Alladi Ramakrishnan Hall

Mathematical Modeling of COVID-19

Shraddha Bandekar

Vellore Institute of Technology, Chennai

Studying the COVID-19 dynamics by means of various mathematical models is a bit elusive but is a significant tool towards estimation and prediction of the pandemic outbreak. The research problem directs towards developing and analysing different mathematical models which adheres closest with the real-life scenario justifying the COVID-19 disease spread and presenting interventions accordingly. In the first work, we developed a deterministic model incorporating detected and undetected infectives with inclusion of face-mask efficacy and provided a detailed analysis of the model with data fitting and short-term predictions for the country India and its worst hit states along with optimal control analysis.
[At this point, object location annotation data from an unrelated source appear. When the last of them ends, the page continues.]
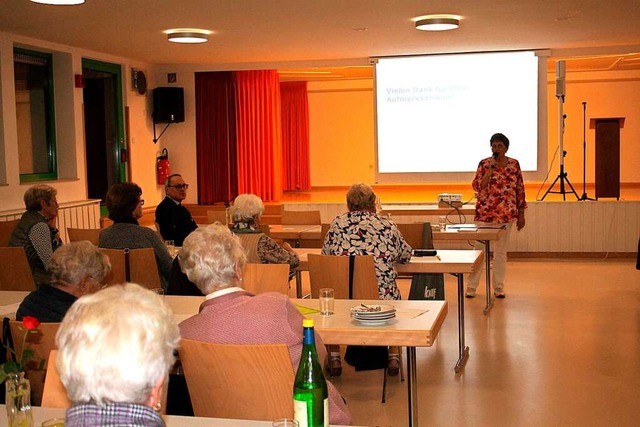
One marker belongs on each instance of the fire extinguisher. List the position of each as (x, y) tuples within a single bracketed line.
[(162, 164)]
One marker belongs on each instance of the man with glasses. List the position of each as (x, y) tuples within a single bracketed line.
[(174, 221)]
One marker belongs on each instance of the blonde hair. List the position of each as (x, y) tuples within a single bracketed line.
[(246, 207), (212, 257), (116, 345)]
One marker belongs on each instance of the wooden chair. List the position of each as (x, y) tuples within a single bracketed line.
[(54, 394), (301, 217), (330, 271), (15, 273), (220, 216), (41, 344), (143, 268), (79, 234), (252, 382), (259, 278), (6, 228)]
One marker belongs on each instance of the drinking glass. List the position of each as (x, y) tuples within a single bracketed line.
[(327, 299), (442, 222), (285, 422)]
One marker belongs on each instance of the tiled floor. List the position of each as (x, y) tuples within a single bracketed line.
[(563, 349)]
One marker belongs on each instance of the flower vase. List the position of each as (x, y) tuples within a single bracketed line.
[(18, 400)]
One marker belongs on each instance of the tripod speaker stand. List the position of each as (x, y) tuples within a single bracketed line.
[(562, 176), (584, 154)]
We next formulate a COVID-19 epidemiological model applying media information factor by means of Holling Type-II function. Optimal control analysis is performed by applying controls related to social distancing, detection, and treatment facilities. A comparison is provided for the countries of India and Nepal. Sensitivity analysis in terms of PRCC is provided in detail in this study. We then framed models considering limited availability of medical resources, one with natural demography and inclusion of face mask efficacy, and the other with lockdown impact for different phases of lockdown. In both these models, treatment function is framed, wherein the difference is in terms of the model formulation and treatment function defined. In the former study, with crossing of threshold value, a constant number of in infectives get treatment, whereas in the latter there is gradual decrease which ultimately reaches a saturation value. Detailed mathematical analysis in terms of stability analysis, sensitivity of the basic reproduction number, prevalence and data fitting is presented. The latter is also extended to stochastic model to study the randomness in treatment and removed classes. In each of these four models, parameter estimation is done, and results are explained accordingly. The study is concluded with a TB – COVID-19 co-infection model aimed at studying the impact of one over other as well suggesting intervention strategies for mitigation of the diseases and controlling co-infection. Numerical simulation and control analysis suggests that if adequate TB care is not provided and awareness is not spread, the disease spread can rise rapidly. In this model, we include waning of immunity as well.